# Notebook 03: ML Model Training
**Project:** Synthetic Sleep Environment Dataset Generator  
**Authors:** Rushav Dash & Lisa Li  
**Course:** TECHIN 513 — Signal Processing & Machine Learning  
**University:** University of Washington  
**Date:** 2026-02-19

## Table of Contents
1. [Setup & Data Loading](#section-1)
2. [EDA of Sleep Efficiency Dataset](#section-2)
3. [Feature Engineering](#section-3)
4. [Model Training & Cross-validation](#section-4)
5. [Feature Importance Plots](#section-5)
6. [Residual Analysis](#section-6)
7. [Save Models](#section-7)

---
## 1. Setup & Data Loading <a id='section-1'></a>
We import the `SleepQualityModel` class, load the Sleep Efficiency dataset, and configure plotting defaults.

In [None]:
import sys
import os
import warnings
warnings.filterwarnings('ignore')

PROJECT_ROOT = os.path.abspath(os.path.join(os.getcwd(), '..'))
if PROJECT_ROOT not in sys.path:
    sys.path.insert(0, PROJECT_ROOT)

import numpy as np
import pandas as pd
import matplotlib.pyplot as plt
import seaborn as sns
import joblib
from sklearn.model_selection import cross_val_score, KFold
from sklearn.metrics import mean_absolute_error, r2_score

from src.data_loader import DataLoader
from src.sleep_quality_model import SleepQualityModel

%matplotlib inline
plt.rcParams.update({'figure.dpi': 120, 'font.size': 11})
sns.set_theme(style='whitegrid')

MODELS_DIR = os.path.join(PROJECT_ROOT, 'models')
os.makedirs(MODELS_DIR, exist_ok=True)

print('Setup complete.')

In [None]:
loader   = DataLoader(data_dir=os.path.join(PROJECT_ROOT, 'data'))
loader.download_all()
df_sleep = loader.load_sleep_efficiency()

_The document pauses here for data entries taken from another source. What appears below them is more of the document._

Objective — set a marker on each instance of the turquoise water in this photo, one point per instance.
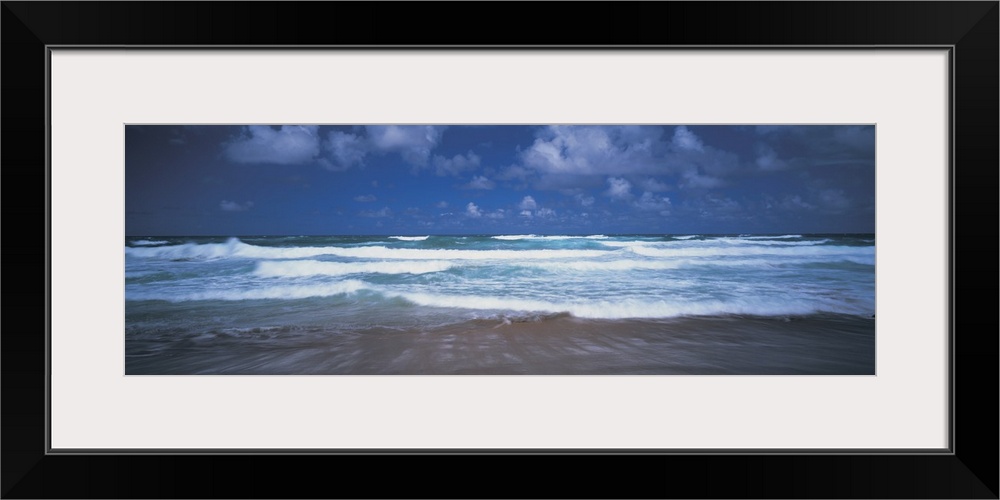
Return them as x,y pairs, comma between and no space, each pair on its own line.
210,297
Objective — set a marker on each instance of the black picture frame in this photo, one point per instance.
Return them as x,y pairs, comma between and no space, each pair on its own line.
970,29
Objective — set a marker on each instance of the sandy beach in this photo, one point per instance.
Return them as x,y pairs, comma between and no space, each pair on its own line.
551,345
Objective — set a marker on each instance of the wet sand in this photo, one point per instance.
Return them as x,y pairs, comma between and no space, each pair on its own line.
555,345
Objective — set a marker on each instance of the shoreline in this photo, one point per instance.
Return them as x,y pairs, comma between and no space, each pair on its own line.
817,344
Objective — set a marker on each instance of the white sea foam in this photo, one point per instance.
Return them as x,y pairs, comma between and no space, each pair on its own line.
236,248
754,241
608,265
785,236
792,251
515,237
293,268
253,293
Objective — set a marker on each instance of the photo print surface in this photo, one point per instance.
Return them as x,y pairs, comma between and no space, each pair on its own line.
675,249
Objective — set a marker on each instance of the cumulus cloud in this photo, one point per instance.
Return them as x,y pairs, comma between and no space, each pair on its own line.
285,145
480,182
456,164
472,210
767,159
232,206
384,212
651,184
527,203
591,150
584,200
346,150
685,140
790,203
834,199
649,202
413,142
619,188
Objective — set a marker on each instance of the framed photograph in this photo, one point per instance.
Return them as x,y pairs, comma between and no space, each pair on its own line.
699,253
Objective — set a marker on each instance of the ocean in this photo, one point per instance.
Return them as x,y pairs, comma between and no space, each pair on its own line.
789,304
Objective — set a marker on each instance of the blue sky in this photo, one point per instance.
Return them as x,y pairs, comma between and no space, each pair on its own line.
498,179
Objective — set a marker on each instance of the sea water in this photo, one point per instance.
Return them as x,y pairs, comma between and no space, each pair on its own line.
355,304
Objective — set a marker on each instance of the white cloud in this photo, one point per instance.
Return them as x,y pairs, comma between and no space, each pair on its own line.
232,206
649,202
347,150
653,185
384,212
413,142
685,140
456,164
619,188
480,182
592,150
287,145
767,159
527,203
834,199
472,210
695,180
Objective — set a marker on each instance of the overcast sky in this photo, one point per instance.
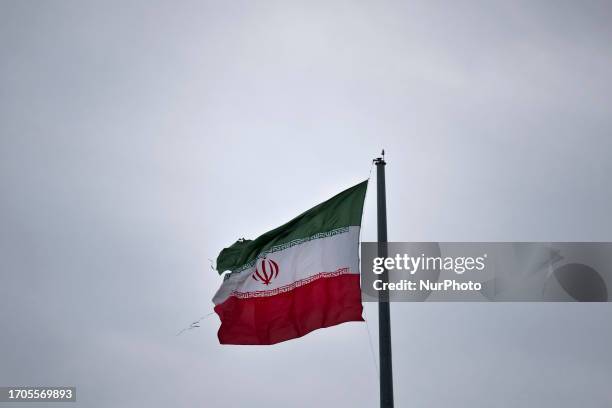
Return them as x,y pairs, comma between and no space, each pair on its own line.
137,139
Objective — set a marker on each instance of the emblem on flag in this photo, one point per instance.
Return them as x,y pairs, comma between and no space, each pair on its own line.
266,271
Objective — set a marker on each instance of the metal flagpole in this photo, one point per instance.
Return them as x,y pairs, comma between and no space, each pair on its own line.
384,317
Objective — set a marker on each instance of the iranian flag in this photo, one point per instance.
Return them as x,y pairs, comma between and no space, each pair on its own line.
299,277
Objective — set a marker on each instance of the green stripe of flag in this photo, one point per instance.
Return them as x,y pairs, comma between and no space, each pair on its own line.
342,210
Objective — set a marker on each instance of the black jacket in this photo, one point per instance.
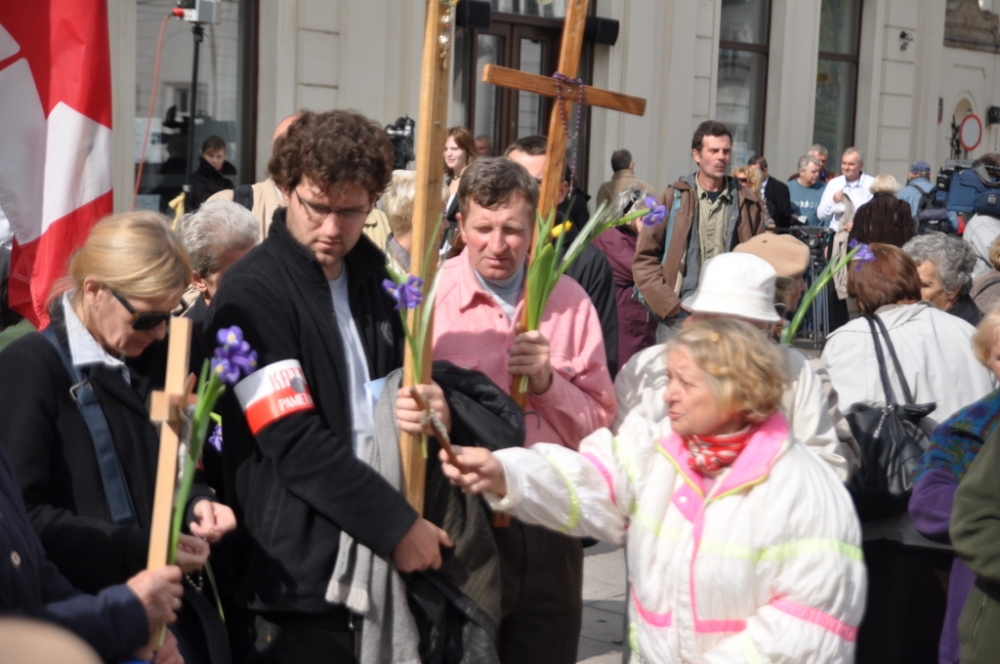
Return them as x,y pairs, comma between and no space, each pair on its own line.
113,622
206,181
779,202
54,460
298,483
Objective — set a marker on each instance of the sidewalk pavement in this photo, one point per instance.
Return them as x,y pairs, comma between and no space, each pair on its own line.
601,638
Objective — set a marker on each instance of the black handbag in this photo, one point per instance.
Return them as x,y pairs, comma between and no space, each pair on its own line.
891,441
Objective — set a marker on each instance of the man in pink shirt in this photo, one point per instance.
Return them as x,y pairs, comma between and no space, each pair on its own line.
478,304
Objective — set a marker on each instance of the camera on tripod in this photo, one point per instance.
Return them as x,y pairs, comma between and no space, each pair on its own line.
199,11
815,237
401,135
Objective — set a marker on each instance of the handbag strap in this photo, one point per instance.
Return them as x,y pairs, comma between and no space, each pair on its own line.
895,360
883,371
112,476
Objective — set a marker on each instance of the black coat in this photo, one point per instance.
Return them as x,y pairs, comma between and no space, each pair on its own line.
207,181
298,483
113,622
779,202
55,463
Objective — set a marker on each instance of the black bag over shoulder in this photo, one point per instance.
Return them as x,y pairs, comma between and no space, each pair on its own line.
891,440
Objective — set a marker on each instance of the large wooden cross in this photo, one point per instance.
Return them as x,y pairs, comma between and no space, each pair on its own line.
165,407
555,154
427,209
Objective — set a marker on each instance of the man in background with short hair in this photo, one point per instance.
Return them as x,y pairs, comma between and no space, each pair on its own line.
715,213
806,191
853,188
623,177
776,195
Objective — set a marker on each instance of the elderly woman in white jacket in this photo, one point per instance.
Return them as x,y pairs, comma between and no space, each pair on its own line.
741,544
742,285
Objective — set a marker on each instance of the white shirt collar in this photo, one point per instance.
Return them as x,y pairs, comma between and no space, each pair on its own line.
83,347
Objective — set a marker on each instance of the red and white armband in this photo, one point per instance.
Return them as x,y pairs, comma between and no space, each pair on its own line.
274,392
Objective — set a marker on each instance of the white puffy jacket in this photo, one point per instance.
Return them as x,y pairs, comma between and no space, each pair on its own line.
640,384
766,568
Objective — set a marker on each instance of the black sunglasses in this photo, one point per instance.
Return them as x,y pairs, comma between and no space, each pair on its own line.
141,321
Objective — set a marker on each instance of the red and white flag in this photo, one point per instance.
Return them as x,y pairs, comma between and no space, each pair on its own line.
55,137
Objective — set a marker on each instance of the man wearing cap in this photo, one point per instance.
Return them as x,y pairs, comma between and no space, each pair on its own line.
918,183
739,285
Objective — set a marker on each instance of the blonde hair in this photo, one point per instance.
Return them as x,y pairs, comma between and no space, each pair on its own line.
995,253
398,199
987,334
884,183
754,178
744,368
135,254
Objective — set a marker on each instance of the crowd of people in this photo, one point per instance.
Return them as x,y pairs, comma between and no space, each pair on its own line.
664,413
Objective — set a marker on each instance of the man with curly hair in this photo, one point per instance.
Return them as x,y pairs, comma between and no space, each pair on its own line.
310,302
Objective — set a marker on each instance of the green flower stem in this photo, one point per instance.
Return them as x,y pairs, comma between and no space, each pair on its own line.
821,281
210,388
215,590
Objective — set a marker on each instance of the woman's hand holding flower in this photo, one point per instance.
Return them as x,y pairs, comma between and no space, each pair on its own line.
530,357
483,472
213,520
410,417
192,553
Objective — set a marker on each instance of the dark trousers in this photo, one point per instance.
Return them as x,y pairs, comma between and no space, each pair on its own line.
303,638
541,575
906,602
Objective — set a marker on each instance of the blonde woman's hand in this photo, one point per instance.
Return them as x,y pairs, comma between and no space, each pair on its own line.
480,470
212,520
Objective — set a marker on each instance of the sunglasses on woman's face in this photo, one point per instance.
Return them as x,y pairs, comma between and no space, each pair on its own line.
141,321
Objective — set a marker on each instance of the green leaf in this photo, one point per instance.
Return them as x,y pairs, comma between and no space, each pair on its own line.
539,276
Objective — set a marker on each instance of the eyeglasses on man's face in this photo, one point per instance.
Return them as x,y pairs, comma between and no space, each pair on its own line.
317,214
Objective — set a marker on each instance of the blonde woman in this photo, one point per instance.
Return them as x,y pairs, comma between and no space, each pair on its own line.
741,544
109,322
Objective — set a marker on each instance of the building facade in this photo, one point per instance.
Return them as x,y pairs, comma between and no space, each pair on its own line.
894,77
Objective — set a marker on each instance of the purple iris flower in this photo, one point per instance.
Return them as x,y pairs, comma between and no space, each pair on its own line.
657,213
406,294
215,440
864,255
233,356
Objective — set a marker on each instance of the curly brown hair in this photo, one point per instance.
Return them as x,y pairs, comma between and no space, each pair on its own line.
333,147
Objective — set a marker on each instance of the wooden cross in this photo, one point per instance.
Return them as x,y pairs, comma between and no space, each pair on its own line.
431,130
165,407
555,154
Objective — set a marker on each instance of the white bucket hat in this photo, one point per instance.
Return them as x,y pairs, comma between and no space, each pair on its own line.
736,284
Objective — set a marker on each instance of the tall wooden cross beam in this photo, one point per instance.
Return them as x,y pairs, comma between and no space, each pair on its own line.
165,407
565,93
427,212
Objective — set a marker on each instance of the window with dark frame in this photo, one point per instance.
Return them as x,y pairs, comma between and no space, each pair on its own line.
741,91
524,35
837,76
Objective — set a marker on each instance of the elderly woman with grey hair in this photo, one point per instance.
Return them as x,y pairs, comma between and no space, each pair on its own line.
216,235
945,266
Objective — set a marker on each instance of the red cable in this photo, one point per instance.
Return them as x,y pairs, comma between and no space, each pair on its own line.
152,102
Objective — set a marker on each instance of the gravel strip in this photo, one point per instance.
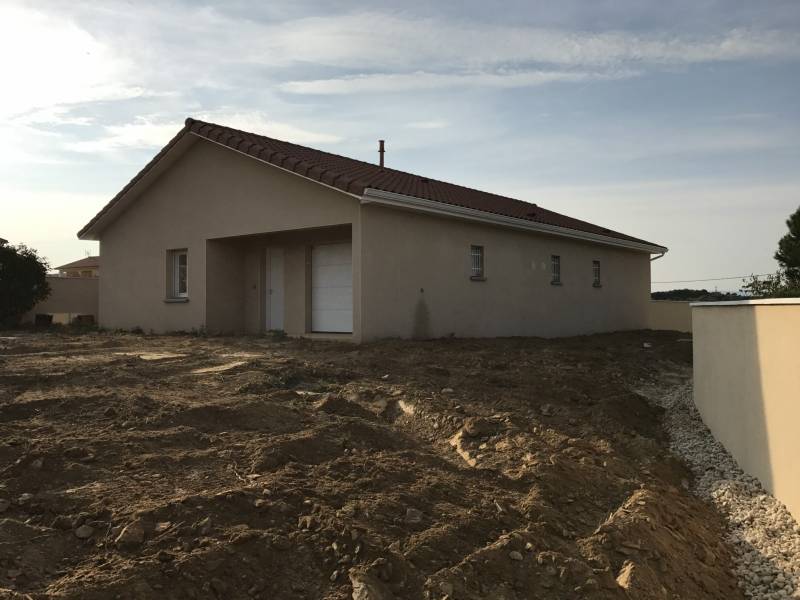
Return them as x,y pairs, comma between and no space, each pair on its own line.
764,535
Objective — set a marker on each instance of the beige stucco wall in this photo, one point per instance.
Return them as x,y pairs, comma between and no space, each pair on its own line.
747,387
207,194
416,281
68,295
670,315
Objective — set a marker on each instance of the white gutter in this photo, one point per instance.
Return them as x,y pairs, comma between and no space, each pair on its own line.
373,196
756,302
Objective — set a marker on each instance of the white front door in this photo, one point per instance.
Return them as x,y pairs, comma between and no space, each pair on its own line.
332,288
274,288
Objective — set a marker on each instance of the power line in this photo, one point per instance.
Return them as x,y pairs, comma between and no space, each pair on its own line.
714,278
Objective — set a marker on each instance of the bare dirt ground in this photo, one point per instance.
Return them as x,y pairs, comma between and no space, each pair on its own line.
137,466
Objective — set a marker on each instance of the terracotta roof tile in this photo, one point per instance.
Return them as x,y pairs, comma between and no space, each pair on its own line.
355,176
89,261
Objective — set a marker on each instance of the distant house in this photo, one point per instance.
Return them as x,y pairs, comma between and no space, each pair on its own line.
85,267
236,232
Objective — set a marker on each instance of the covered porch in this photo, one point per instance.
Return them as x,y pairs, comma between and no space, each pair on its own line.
303,282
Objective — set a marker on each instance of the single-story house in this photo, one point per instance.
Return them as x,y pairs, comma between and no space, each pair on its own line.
84,267
231,231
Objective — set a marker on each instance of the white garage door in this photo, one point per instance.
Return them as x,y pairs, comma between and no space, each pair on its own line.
332,288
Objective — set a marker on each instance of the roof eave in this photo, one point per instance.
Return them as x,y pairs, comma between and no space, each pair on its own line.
149,173
375,196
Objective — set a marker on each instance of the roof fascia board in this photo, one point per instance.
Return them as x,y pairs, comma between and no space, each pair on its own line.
373,196
273,165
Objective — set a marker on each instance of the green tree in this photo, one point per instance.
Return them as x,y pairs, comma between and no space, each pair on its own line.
788,254
23,282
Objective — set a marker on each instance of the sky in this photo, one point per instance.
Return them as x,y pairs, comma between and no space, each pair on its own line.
677,122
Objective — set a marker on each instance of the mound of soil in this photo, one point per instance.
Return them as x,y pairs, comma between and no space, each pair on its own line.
460,469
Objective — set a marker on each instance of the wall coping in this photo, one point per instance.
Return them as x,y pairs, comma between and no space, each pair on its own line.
760,302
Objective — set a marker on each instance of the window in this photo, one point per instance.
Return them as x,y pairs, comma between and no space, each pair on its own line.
555,270
476,257
596,272
179,279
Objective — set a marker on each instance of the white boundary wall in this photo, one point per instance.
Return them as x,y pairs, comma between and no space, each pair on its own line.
747,386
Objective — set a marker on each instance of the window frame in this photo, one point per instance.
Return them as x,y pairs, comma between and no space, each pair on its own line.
555,269
175,274
596,274
477,265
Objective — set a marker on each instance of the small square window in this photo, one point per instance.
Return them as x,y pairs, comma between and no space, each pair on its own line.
179,274
476,258
555,270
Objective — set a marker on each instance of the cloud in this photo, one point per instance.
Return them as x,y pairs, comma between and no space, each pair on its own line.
47,61
433,124
153,132
258,122
421,80
373,39
144,132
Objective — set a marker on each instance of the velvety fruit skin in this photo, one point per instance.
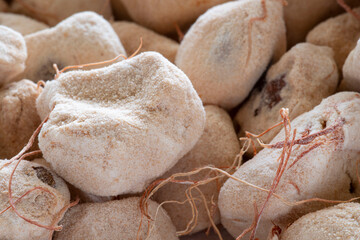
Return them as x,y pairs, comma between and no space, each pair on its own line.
122,125
84,37
303,76
338,222
224,57
118,219
21,23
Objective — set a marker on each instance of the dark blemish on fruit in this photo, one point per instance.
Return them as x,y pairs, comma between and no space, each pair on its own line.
47,71
271,93
45,176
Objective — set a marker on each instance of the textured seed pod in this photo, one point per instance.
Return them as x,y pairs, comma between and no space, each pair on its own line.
222,58
54,11
116,220
340,33
162,16
12,54
299,81
39,206
320,167
3,6
76,193
218,146
21,24
351,71
125,124
130,34
339,222
18,116
302,16
82,38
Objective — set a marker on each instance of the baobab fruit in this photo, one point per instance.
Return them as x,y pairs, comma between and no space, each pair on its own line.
130,34
316,11
21,23
54,11
42,205
82,38
125,124
118,219
161,16
351,71
322,165
299,81
341,33
18,116
218,146
3,6
226,50
337,222
12,54
76,193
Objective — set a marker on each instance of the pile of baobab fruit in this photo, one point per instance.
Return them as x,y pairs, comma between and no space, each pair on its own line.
179,119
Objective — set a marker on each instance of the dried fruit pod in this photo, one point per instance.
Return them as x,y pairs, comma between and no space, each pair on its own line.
3,6
119,219
316,11
82,38
123,125
54,11
322,165
340,33
76,193
130,34
218,146
21,24
299,81
351,71
18,116
225,52
338,222
39,205
12,54
161,16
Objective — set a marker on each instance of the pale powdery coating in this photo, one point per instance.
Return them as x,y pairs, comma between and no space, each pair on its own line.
122,125
214,51
130,34
12,54
351,70
116,220
119,10
301,16
3,6
327,171
39,206
21,24
54,11
299,81
75,192
340,33
339,222
82,38
161,16
18,116
218,146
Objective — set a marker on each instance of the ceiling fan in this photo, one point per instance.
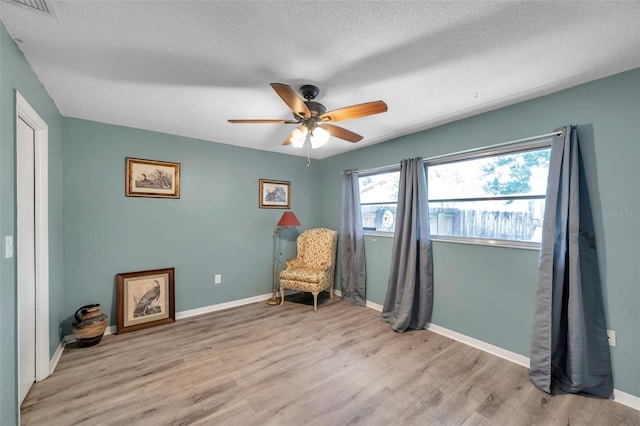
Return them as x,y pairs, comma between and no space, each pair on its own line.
313,118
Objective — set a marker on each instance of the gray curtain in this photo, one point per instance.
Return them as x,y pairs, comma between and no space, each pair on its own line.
409,299
352,261
569,346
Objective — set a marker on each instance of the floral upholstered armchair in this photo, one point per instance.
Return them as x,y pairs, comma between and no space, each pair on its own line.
313,268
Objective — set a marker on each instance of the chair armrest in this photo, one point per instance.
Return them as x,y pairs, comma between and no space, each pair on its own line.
292,263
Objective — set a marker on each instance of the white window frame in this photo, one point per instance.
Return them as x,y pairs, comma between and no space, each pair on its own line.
373,172
480,153
528,144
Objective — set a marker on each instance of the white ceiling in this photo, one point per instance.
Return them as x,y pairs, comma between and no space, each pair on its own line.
185,67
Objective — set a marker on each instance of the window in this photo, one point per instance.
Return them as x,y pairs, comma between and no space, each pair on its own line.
378,200
492,197
474,197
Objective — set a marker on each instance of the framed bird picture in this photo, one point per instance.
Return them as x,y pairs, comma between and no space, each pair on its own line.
145,299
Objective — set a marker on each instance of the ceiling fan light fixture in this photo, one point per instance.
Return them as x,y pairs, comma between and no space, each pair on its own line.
318,137
298,136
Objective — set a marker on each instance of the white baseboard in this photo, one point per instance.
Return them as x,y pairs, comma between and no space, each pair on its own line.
479,344
627,399
53,362
221,306
620,397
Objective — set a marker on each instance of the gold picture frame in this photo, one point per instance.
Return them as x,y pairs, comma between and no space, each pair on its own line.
274,194
150,178
145,299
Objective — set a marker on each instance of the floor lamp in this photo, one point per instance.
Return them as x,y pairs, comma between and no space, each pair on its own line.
288,219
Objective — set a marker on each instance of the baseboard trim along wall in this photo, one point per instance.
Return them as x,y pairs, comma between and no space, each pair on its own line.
620,397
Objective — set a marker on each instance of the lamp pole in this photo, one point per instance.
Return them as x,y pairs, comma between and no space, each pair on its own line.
288,219
274,300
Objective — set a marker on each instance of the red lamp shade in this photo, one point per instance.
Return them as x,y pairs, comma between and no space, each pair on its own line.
288,219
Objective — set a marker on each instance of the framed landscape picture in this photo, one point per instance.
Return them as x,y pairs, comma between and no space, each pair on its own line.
145,299
274,194
149,178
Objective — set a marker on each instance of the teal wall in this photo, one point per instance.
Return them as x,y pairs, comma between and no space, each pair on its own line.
216,227
488,292
15,73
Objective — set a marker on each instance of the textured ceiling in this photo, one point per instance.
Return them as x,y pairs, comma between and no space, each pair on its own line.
185,67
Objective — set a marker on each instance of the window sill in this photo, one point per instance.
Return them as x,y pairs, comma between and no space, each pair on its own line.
523,245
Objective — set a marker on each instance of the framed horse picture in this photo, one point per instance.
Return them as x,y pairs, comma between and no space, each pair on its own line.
274,194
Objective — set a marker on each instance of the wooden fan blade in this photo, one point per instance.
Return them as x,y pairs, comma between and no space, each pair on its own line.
263,121
354,111
342,133
291,98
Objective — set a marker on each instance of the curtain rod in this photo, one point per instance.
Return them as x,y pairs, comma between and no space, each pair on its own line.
468,151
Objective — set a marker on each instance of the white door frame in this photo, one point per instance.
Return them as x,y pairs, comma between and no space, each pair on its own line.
41,153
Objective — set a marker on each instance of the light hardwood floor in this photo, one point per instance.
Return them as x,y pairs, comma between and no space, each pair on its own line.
286,365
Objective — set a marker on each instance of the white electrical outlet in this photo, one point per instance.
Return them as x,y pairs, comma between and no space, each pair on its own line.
8,246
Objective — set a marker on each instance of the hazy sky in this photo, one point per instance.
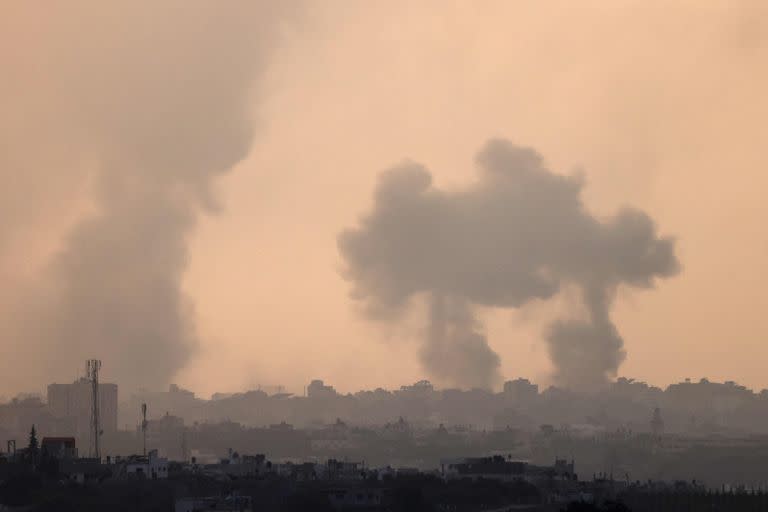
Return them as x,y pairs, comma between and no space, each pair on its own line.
662,106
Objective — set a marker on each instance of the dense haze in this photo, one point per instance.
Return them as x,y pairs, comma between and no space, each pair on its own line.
125,124
158,98
521,233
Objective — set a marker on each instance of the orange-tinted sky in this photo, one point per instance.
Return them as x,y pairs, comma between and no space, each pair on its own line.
663,107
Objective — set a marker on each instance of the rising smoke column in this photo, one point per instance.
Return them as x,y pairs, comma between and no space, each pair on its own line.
520,232
158,95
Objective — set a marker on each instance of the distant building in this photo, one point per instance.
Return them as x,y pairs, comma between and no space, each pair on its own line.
521,390
152,466
74,401
59,447
657,424
498,467
318,389
221,504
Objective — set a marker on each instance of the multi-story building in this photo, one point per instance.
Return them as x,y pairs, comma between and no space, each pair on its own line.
74,401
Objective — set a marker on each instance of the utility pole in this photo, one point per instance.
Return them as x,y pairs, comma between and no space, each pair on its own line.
92,367
144,426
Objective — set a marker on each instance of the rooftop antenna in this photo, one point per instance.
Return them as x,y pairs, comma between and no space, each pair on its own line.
92,367
144,426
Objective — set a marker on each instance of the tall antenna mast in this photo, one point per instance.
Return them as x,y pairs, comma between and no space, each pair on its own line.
92,367
144,426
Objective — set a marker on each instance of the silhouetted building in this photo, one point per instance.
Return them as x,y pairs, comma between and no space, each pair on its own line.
657,424
59,447
521,390
318,389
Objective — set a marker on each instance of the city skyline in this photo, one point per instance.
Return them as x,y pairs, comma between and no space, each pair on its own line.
666,123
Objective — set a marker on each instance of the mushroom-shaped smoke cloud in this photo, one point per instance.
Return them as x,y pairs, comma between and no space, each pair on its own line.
520,233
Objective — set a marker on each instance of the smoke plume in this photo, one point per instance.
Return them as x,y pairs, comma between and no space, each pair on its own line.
156,95
520,233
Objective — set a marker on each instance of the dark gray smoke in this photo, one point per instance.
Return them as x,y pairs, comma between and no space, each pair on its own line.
519,233
159,97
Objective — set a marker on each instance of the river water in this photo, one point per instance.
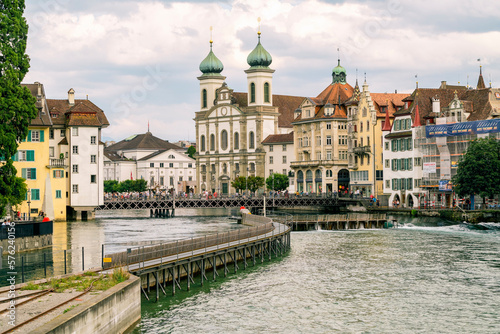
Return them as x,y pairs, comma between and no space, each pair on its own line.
429,276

print(f'Sleep Efficiency dataset shape: {df_sleep.shape}')
df_sleep.head()

---
## 2. EDA of Sleep Efficiency Dataset <a id='section-2'></a>
Before training, we inspect the target variable distributions and the full correlation matrix to confirm that the predictors are meaningful.

In [None]:
print('=== Dataset Overview ===')
print(df_sleep.describe().T.to_string())

### 2.1 Target Variable Distributions
Identify columns that serve as regression targets (sleep efficiency, REM sleep %, sleep duration, awakenings).

In [None]:
target_candidates = [
    'Sleep efficiency', 'REM sleep percentage',
    'Sleep duration', 'Awakenings'
]
targets = [c for c in target_candidates if c in df_sleep.columns]
print(f'Target columns present: {targets}')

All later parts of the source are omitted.